Sunday 20 November 2011

Late Last Night

We sat in your car late last night, the heat from your dashboard warming my face.  I looked at you and tugged at your hand, a hand which so often grasps mine, a hand which had so often warmed mine while walking down a crowded street. A hand which had been the first show of love between us back when you had waited two hours for me to play my stupid games. You refused to pull your fingers closed around my hand. The hand that was the first part of me to touch you all that time ago, when I tugged at your shirt, the first night our souls touched. Your hand just hung limp in mine, no warmth flowed through it into me. No love flowed where it so often has.

      Late last night, I fell onto your shoulder hoping you’d wrap your arm round my waist and pull me close into your embrace. Instead you turned slightly and commented on the smell of booze and smoke that clung to my clothes and breath; the sign of a heavy night trying to get your face from my mind.  You lifted your hand to your lips as you faced the window away from me, running a finger over the contours of your lip. I watched as you shook your head. You felt so cold, your hand limp in mine, your breath short and your eyes tracing shadows that danced outside the window which had started to form a film of pale condensation.

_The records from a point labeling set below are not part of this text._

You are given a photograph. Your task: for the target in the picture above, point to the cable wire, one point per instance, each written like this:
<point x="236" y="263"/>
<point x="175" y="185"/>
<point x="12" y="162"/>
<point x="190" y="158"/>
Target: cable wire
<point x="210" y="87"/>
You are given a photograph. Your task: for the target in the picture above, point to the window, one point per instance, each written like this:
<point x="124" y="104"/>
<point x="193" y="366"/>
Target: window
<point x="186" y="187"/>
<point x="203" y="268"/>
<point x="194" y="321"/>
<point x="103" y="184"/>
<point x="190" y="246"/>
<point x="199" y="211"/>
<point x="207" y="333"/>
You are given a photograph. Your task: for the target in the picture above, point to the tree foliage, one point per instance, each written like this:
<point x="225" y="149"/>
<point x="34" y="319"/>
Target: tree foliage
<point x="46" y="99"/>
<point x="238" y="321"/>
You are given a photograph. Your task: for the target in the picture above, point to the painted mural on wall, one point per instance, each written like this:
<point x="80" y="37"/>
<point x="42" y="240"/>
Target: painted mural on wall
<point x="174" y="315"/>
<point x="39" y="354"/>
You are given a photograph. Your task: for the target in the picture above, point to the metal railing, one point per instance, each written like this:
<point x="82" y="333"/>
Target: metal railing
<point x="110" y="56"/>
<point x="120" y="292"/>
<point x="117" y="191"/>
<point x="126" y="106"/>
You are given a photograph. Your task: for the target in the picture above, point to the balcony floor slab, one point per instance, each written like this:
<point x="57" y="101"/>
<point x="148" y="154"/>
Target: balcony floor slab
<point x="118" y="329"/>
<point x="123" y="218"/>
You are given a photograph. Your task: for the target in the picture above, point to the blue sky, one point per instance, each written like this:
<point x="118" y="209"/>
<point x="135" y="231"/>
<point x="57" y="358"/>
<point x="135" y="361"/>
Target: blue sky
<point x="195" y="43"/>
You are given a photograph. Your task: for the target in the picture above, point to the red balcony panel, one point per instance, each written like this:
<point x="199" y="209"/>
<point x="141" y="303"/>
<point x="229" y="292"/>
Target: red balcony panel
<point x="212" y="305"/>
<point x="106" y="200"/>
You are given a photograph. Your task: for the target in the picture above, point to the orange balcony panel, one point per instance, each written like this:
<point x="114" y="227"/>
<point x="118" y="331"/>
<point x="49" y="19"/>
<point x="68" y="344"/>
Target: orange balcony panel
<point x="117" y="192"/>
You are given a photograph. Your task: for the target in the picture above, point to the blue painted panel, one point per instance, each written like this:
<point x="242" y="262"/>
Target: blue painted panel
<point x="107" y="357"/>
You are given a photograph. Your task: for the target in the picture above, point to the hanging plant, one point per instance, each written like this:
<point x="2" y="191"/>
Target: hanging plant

      Late last night, sitting in your car at the end of my road, I pulled your face to mine. Hoping that our eyes could meet, as they have before. Hoping the things that made you fall for me as often as we lay together under your covers would be able to save me tonight. Instead your eyes met mine and looked right through them. Your eyes, my saviours, which had always managed to pull me in and soothe me; last night they damned me. You didn’t look at me and smile; you just shook your head, causing flyaway strands of your hair to bounce along from side to side. I could take the limp hand and the body that no longer fit like a puzzle piece. But the eyes that rejected me now, they pulled me into a dark room. They pushed me into a corner and locked the door, leaving me to fend off the ghosts of my past on my own. Your eyes had regaled me with tales of your love without your mouth ever forming the words. That second night we had met, your eyes guided me to you. Your eyes, I realise had become my best friends. Your eyes, had been the parts of you which ran over me as I got dressed in front of you, hurrying to leave. They had taken me in so hungrily before, seeing no imperfection. But now they saw only the things I couldn’t give you.

      Yesterday you needed me and I left you to fight the thoughts that corrupt and worm their way through your head on your own. Yesterday anger had built up in my baby, anger that I ignored for someone else’s pain. I left you for somebody who had hurt me, an event that you had held and comforted me through. Instead of loving you like I should have, I left you to drown in the vicious undercurrent of reality on your own.  Because of this you denied me your wake, the calming tide of your love. I left you on your own to fend for yourself, something I promised to never do.

         I’ve sent you others’ sonnets and poems so often, to explain my own feelings. Feelings which belong to the young, because they’re something the old just don’t have the heart for. But late last night your car contained one broken heart and a heart that had gone fishin’. Maybe love like this has finally become too much for you, our age gap finally showing.  An age gap which had never mattered to us before as we built our nest out of your sheets and pillows, as we found a home in each others arms. Maybe I’ve let you down  one too many times, maybe the comfort you once found in my presence has become a novelty, maybe I’m just not enough anymore. For all your poorly judged words, saying ‘I love you’ was the worst.

 Late last night there was only one person who said I love you and meant it. Because the other had already given too much love to the ones that got away before I came along. You had only limited love left for me. The rest of it belongs to somebody else, the person who shared your life before me.